Mat fees come first! Or do they? If you’re not coaching, then you’re probably paying a mat fee once a month. If you are coaching, then you’re just paying rent, rates, insurance, maintenance… okay I’ll stop moaning. Your mat fee is what lets you train and learn, so it really should be your first priority when it comes to training. From an Irish perspective, the cheapest monthly mat fee I’ve heard is €50 per month from a club that trains twice per week. The most expensive is €120 from a full time club. Most fall somewhere in the middle of those two. My club charges €60 for a student and €65 for an adult and teenagers and kids train for €5 a class. For your €65 you get BJJ classes everyday of the week, twice per day bar Fridays and Saturdays. Overall I think it’s really good value, and if you use it like a lot of people do, you’re paying in the region of €3/4 per class. However good the value is though, there’ll always be a month for most of us when you’re struggling to meet the fee, or maybe every month you are. So what I always think is in terms of priorities. For some people, training is number 1, it’s the first thing they think of when they get paid and they put the cash aside. These people are in the extreme minority. Most people probably go on some variation of this: Food> rent> girlfriend’s birthday present> car loan> training. Or food> mortgage> kid’s school stuff> someone-I-barely-know’s-wedding-present-plus-night-in-a-poxy-hotel > training. You can throw in whatever necessity you want in between. This is the financial dilemma most of us face from week to week. By the time we get down our list to “training”, there might not be a whole lot left in the pot. I can only speak for myself here, but I always hate to see people left stuck without training for a month because of money. Sure, I run a business but I’m way more interested in seeing people train than in my pocket, so I always try to arrange something with people. Maybe they can get me double month next month or maybe they can do some work for the gym as their mat fee. I genuinely think that doing favours like this pays you back in the end in some way. Maybe not financially, but there’s more to life than that.

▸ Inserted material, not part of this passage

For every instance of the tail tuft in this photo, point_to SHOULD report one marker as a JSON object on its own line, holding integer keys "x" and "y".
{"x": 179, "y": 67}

And right now the little voice in my head says “and this Barry, is why you’re poor”
But I’m Happy. Note the capital H there. However it does bug me when people complain about mat fees when they’re out boozing regularly, or they’re constantly buying new gis or new training gear they don’t need. For me, the training is always number 1 and I know if you’re reading this blog there’s a chance it’s your number 1 too. Now if your life after payday goes something like rent> food > girlfriend’s present> xbox game> night out> night out> night out> night out> training, then that’s fine. Training is further down your list than it is mine. But I think it’s a little cheeky to complain about the expense of your mat fee when you quite literally piss the same amount up against the wall in one night. Same if your list goes rent> food> girlfriend> new gi> training. No piece of kit can make you better than a month on the mats.
Competition time! In Ireland, competing costs about €25 and it can be as high as €30 and as low as €20. I know people complain about the cost of competing and I actually have been one of them when I thought the competition wasn’t up to scratch. But I’ve also been on the other side of the table and I can tell you that hosting a competition is an expensive little thing to do. Sure, sometimes it goes great and 100 people show up, you have packed divisions and a great time and even make a little money. However most of the time you spend weeks on the organisation, then 50 people show because it rained and you take the proverbial bath. So take it from me, most of the time you’re not being fleeced for your €25, but it can be expensive nonetheless. Methods of making it cheaper would be: 1) early registration- most competitions offer a discount for early registration. 2) Car pooling (no really) 3) bring a sambo (food is expensive at comps generally, I think I spent €60 on Acai at the euros!)
So there you have it. Barry’s really poor BJJ financial advice.